The benchmark measures the performance of three different approaches to remove duplicates from an array where each element occurs 3 or more times, keeping unique values and those with less than 3 occurrences. The approaches are:

1. **Original duplicate removal**: This approach sorts the array, then iterates through it, checking if each element has occurred fewer than 3 times.

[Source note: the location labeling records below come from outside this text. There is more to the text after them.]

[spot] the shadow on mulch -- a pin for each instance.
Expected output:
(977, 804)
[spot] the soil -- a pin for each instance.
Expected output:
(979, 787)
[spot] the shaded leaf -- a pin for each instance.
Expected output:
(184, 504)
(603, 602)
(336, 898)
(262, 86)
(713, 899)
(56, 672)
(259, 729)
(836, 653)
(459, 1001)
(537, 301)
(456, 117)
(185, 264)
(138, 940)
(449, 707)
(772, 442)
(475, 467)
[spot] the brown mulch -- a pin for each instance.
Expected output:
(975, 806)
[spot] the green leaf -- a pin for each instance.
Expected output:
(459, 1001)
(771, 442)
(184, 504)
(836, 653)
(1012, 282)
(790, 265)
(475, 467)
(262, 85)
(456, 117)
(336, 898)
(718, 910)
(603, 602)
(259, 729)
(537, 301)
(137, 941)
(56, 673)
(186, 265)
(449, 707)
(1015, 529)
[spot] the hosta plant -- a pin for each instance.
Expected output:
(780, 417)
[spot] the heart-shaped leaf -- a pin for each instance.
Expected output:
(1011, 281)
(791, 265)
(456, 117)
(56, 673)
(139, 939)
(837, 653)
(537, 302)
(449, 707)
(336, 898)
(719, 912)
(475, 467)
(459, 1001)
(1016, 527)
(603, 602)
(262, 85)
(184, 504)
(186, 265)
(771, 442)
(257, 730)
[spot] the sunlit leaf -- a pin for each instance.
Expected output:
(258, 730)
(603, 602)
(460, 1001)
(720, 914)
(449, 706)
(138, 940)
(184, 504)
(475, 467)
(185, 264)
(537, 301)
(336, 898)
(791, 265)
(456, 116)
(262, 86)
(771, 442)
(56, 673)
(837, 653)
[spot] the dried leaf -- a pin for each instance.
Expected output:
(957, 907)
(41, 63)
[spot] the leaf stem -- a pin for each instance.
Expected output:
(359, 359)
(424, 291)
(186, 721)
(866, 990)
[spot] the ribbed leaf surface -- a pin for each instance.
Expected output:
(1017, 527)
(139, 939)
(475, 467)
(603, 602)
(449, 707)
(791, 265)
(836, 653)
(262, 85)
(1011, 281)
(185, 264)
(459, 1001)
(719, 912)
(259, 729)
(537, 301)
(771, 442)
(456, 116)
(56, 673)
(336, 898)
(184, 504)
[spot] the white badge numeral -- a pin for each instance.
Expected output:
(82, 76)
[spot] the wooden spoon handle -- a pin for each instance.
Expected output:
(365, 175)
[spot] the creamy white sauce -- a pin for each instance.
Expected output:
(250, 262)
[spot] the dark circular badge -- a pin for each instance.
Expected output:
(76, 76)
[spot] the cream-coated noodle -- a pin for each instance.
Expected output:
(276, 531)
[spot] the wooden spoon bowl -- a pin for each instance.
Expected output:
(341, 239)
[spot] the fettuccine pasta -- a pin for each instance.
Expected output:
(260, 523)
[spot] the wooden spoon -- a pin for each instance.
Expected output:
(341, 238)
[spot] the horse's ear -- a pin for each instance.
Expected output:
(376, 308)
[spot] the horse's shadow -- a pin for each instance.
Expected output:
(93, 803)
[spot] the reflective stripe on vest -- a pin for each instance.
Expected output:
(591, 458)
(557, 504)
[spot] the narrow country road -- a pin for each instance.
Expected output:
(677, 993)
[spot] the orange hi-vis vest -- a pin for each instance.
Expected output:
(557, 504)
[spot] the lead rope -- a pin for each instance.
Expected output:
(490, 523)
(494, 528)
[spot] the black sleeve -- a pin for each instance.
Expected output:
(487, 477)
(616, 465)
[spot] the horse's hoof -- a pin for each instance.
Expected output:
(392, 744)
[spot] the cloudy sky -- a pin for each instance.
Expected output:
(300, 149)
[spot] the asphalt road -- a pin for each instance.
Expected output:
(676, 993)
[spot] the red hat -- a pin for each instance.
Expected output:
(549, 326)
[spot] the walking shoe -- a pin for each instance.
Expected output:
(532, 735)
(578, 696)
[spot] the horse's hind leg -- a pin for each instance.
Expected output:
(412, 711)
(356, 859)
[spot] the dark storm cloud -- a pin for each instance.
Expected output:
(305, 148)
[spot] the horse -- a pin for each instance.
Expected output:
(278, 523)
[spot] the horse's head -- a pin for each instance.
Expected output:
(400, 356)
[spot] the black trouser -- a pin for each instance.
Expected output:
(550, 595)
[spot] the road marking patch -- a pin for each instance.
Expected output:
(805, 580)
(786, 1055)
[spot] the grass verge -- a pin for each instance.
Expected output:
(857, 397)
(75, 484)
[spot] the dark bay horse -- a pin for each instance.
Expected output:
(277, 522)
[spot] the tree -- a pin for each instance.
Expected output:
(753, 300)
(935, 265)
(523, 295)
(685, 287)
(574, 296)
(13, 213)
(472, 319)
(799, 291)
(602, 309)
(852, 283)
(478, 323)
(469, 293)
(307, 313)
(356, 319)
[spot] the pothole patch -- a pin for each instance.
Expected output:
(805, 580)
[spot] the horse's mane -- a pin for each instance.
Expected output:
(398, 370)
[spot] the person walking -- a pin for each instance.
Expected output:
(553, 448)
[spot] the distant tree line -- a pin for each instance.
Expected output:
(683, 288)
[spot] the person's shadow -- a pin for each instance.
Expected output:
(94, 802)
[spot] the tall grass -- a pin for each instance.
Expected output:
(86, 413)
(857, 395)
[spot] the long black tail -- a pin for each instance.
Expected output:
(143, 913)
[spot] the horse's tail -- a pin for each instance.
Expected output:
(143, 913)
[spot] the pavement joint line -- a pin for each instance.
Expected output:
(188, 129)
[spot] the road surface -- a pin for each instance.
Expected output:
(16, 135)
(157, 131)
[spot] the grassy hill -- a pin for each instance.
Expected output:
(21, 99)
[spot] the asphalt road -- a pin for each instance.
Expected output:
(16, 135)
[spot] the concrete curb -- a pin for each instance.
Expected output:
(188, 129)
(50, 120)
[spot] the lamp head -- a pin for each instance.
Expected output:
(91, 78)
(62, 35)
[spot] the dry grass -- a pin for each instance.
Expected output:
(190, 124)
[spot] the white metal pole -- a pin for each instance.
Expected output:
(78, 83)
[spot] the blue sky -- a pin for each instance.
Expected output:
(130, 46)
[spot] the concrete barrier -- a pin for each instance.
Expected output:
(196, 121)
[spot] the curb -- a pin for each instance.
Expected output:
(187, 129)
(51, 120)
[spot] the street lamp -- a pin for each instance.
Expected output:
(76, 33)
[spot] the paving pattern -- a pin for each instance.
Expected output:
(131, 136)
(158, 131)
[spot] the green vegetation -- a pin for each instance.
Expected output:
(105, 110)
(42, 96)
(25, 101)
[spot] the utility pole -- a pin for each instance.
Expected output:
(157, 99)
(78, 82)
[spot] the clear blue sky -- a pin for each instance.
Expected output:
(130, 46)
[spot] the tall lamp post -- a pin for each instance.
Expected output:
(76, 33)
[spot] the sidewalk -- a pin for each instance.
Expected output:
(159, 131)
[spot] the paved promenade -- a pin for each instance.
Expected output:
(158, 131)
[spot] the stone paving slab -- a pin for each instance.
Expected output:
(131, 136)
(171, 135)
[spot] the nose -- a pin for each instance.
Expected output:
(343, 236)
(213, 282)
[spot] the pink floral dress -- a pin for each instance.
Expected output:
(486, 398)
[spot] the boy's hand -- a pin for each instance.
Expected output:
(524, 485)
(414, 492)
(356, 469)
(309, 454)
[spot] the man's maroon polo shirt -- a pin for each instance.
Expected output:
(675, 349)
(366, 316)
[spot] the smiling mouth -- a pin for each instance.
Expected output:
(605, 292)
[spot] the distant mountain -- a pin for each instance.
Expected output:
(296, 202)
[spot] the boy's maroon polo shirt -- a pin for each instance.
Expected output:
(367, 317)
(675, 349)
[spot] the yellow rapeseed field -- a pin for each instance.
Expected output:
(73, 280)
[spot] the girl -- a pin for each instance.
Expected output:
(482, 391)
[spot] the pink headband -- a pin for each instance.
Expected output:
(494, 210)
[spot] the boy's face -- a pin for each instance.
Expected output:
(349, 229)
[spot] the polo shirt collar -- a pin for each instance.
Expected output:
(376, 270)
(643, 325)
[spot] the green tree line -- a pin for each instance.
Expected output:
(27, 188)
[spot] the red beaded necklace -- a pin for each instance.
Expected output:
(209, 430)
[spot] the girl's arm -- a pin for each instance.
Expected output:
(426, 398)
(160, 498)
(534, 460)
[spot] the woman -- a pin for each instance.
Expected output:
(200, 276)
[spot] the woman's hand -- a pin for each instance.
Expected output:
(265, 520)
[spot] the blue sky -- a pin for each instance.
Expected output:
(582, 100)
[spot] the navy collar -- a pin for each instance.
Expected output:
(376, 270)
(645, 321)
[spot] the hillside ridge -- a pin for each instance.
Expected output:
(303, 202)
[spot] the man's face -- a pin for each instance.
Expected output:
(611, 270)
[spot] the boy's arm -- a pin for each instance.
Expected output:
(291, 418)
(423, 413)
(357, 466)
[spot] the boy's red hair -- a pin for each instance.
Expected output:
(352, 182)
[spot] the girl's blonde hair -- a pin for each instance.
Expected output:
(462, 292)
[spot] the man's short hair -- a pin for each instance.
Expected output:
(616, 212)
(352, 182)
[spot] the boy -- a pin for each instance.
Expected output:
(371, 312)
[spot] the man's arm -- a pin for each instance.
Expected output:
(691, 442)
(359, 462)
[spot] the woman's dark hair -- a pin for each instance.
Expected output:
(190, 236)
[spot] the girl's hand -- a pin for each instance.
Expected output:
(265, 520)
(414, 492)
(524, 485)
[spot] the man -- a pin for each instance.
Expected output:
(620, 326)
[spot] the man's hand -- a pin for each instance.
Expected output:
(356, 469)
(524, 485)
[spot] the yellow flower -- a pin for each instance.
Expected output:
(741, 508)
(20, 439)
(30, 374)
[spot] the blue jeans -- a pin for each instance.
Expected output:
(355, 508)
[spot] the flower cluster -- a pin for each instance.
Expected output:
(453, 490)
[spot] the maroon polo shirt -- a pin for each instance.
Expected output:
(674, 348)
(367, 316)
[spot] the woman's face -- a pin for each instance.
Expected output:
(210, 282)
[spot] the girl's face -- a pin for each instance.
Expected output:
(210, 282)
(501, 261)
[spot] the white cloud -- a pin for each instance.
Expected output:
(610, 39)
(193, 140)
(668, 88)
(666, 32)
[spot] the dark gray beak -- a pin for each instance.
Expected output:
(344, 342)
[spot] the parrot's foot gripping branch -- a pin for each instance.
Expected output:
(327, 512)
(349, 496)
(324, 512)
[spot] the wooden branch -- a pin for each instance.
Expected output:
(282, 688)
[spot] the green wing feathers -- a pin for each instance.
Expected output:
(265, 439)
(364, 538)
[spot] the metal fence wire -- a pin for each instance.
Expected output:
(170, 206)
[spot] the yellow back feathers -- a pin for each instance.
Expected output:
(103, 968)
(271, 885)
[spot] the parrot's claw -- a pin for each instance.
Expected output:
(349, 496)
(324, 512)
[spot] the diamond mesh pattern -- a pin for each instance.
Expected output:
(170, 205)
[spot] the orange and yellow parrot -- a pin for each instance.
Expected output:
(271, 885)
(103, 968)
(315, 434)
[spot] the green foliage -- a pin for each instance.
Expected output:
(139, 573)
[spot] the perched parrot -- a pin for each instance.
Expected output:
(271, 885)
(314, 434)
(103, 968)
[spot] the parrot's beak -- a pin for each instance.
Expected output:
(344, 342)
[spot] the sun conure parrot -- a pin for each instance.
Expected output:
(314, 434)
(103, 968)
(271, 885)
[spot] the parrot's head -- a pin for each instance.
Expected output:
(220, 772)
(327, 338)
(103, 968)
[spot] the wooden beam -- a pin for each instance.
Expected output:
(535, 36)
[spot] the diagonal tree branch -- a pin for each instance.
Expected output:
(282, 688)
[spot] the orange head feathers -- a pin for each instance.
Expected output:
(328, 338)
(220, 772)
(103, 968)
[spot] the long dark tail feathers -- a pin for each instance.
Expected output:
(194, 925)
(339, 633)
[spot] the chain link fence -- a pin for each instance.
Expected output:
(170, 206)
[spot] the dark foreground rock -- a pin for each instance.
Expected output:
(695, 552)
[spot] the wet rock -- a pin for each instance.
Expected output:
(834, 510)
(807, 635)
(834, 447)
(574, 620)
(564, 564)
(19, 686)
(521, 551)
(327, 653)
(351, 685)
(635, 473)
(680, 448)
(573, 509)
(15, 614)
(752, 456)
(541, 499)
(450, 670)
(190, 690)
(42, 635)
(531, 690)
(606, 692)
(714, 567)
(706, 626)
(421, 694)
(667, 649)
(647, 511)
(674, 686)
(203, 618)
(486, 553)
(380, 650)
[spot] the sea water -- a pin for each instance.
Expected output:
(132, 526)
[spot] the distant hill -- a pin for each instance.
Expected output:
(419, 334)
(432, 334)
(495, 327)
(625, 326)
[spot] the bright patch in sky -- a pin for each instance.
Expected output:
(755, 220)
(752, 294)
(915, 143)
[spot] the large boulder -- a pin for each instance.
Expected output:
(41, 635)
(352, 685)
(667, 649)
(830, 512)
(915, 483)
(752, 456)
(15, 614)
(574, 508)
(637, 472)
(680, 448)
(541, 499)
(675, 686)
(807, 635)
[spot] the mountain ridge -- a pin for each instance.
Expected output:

If not, all occurrences of that element are added to a result array.
2. **2-pass approach**: This approach first creates a mapping of elements to their counts using `Array.prototype.reduce()`. Then, it uses another `Array.prototype.reduce()` to filter out elements with a count greater than or equal to 3.
3. **2-pass with filtering**: This approach is similar to the previous one but uses `Array.prototype.filter()` instead of `Array.prototype.reduce()` for the second pass.

**Options compared**

The benchmark compares these three approaches:

*   **Pros and Cons:**
    *   Original duplicate removal:
        *   Pros: Easy to understand, no additional libraries needed.
        *   Cons: Sorts the entire array, which can be slow for large arrays.
    *   2-pass approach:
        *   Pros: More efficient than original duplicate removal, as it avoids sorting the array.
        *   Cons: Requires an extra pass through the data to create a mapping.
    *   2-pass with filtering:
        *   Pros: Similar efficiency to the 2-pass approach but uses built-in filtering functions, which can be faster in some cases.
        *   Cons: Still requires two passes, which can increase memory usage and slow down the test for very large arrays.
*   **Other considerations:**
    *   For large arrays, the 2-pass approaches might be more efficient due to their reduced need for sorting or array filtering operations.

**Libraries used**

1.  The `Array.from()` method is used in the original duplicate removal approach to convert an iterable object into a new array.
2.  The `Array.prototype.sort()` and `Array.prototype.lastIndexOf()` methods are used in the original duplicate removal approach.
3.  The `Array.prototype.reduce()` method is used in both the 2-pass and 2-pass with filtering approaches.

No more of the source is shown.